The Fannie Mae Home Purchase Sentiment Index increased by 5.6 percentage points in February to a new all-time high of 88.3%. Five of the six components that comprise the index were up, with three hitting record highs, according to a Fannie Mae news release.
The report found the percentage of Americans who felt it was a good time to buy and sell a house rose in February, and fewer consumers were concerned about losing their jobs. The results were based on information gathered from Fannie Mae’s National Housing Survey.

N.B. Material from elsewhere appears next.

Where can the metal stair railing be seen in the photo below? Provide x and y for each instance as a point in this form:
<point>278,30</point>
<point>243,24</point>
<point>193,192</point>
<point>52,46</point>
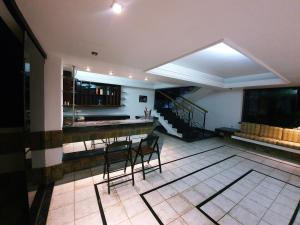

“The latest post-election surge in optimism puts the HPSI at its highest level since its starting point in 2011,” Doug Duncan, senior vice president and chief economist at Fannie Mae, said in the news release. “Millennials showed especially strong increases in job confidence and income gains, a necessary precursor for increased housing demand from first-time homebuyers.”
“However, continued slow supply growth implies continued strong price appreciation and affordability constraints facing millennials and first-time buyers in many markets,” he added in the release.
Highlights of the Fannie Mae report include:
• The net share of Americans who say it is a good time to buy a house rose 11 percentage points to 40%.
• The net percentage of those who say it is a good time to sell increased by 7 percentage points to 22%, reaching a new survey high.
• The net share of Americans who say home prices will go up increased by 3 percentage points in February to 45%.
• The net share of Americans who say they are not concerned about losing their job rose 9 percentage points to a new survey high of 78%.
• The net share of Americans who say their household income is significantly higher than it was 12 months ago rose 4 percentage points to 19% in February, reaching a new survey high.